A few minutes later… Locked and loaded our guns and interrupted the engineers playing ping pong to riddle them with dozens of darts. Ensuing Support vs. Engineer battle breaks out.
1:30PM — back to one on ones. Learned some really cool stuff about some of my newer teammates, such as where they’ve traveled, their goals and aspirations for their life, and what brought them to Riskalyze. I love the beautiful pictures that are drawn for you in listening to a person’s Why story for why they live, what they care for, and what really moves them to be compassionate, caring, and to make a difference in this world. I hope, no matter how busy we become, we never forget this.

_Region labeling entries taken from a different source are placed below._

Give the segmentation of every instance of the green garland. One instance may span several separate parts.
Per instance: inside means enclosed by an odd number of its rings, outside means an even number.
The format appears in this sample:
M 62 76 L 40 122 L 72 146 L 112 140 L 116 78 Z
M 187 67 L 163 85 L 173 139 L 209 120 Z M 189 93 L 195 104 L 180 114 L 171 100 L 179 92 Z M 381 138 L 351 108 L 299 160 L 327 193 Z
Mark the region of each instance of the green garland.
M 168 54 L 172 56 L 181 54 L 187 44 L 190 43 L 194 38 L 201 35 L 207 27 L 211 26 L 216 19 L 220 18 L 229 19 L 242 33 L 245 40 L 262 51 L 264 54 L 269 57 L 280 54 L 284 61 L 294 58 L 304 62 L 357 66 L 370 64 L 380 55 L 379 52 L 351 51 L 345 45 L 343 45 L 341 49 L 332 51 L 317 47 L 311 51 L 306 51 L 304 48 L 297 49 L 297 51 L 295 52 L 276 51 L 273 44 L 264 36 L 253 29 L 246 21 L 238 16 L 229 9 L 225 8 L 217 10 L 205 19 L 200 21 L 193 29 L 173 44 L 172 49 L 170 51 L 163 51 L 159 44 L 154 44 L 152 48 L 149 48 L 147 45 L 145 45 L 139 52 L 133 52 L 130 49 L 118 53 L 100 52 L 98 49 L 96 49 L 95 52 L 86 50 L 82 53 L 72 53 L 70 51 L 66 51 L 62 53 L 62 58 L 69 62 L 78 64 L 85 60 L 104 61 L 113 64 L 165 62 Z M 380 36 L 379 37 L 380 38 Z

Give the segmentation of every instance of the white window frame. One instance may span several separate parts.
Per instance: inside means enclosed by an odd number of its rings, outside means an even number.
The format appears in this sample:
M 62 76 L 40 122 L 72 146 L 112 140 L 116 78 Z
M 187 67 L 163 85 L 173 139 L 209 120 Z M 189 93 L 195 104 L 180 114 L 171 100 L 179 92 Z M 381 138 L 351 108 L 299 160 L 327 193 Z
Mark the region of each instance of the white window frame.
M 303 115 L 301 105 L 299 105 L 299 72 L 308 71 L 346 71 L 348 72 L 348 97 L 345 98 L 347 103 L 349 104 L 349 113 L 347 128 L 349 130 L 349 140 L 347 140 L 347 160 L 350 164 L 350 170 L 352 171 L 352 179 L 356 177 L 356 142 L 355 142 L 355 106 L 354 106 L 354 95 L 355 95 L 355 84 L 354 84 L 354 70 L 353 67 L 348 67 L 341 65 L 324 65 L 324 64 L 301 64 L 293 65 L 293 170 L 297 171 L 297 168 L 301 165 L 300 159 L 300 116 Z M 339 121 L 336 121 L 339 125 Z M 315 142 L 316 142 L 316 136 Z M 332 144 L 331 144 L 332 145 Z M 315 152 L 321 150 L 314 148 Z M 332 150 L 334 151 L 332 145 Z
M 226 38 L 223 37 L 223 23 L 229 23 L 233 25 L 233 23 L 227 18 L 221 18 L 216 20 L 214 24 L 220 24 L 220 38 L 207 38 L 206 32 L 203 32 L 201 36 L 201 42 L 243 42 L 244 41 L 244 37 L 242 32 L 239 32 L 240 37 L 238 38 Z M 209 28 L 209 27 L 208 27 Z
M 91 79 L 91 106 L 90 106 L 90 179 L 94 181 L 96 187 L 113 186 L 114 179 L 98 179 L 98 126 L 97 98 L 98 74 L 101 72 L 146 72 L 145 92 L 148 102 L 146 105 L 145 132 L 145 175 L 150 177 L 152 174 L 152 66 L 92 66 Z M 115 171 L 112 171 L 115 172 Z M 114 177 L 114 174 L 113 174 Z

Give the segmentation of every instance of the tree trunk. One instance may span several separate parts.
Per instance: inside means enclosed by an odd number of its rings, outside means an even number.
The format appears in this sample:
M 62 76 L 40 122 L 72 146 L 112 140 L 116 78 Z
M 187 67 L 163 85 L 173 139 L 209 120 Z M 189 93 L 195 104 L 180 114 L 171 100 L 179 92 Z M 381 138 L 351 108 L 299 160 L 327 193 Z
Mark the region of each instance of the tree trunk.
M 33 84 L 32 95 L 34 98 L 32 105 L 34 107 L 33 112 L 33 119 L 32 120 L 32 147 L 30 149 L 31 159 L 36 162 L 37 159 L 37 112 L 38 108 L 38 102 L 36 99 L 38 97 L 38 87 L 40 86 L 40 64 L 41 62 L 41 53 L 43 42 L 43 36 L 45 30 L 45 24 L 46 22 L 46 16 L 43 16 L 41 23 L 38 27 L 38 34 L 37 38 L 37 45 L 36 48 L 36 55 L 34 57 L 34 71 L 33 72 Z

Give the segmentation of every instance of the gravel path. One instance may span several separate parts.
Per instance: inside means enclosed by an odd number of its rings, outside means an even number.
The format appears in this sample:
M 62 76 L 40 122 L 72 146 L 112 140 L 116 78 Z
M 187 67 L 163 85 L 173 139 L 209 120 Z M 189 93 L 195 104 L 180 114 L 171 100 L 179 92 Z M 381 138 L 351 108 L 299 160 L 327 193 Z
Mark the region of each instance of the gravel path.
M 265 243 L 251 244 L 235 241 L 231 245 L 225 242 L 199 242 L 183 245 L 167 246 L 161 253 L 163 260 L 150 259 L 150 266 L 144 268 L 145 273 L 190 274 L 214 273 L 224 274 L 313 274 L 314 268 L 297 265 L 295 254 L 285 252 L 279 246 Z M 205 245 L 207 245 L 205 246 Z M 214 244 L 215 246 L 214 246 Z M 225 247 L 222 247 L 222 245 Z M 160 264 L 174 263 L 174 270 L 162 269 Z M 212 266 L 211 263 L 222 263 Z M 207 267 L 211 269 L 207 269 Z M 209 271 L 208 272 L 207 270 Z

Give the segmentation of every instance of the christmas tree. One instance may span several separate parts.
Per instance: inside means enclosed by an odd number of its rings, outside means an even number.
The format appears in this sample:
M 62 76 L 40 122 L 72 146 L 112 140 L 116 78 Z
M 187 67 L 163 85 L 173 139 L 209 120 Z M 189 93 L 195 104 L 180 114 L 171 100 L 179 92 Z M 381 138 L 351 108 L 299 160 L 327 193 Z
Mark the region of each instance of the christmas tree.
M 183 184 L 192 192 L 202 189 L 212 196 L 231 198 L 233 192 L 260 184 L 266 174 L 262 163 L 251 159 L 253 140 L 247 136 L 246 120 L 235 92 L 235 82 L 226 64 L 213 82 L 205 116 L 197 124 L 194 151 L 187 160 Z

5:30PM — I really wish I had a picture for it, but at end of day started a full on war between everyone in the office (having 200+ darts lying everyone doesn’t hurt, either). There were many direct hits, many “how did you miss that?!”, and plenty of skilled acrobatics.
6:00PM — dinner with coworkers, drinks, and enjoying their company before I catch a flight to see my amazing family that I’ve missed so much this week!
Parting thoughts: I think one of the more interesting aspects of many of our jobs is the variety we face. Sure, there are many routines and grinds in the day-to-day, but surrounding yourself with people who are truly caring, thoughtful, and hardworking is an awesome experience (adding spontaneity doesn’t hurt, either). One reason I really love our industry of Support: people make the difference and challenge each of us to grow and excel still further, often more than we ever thought we could. I hope the same can be found for you.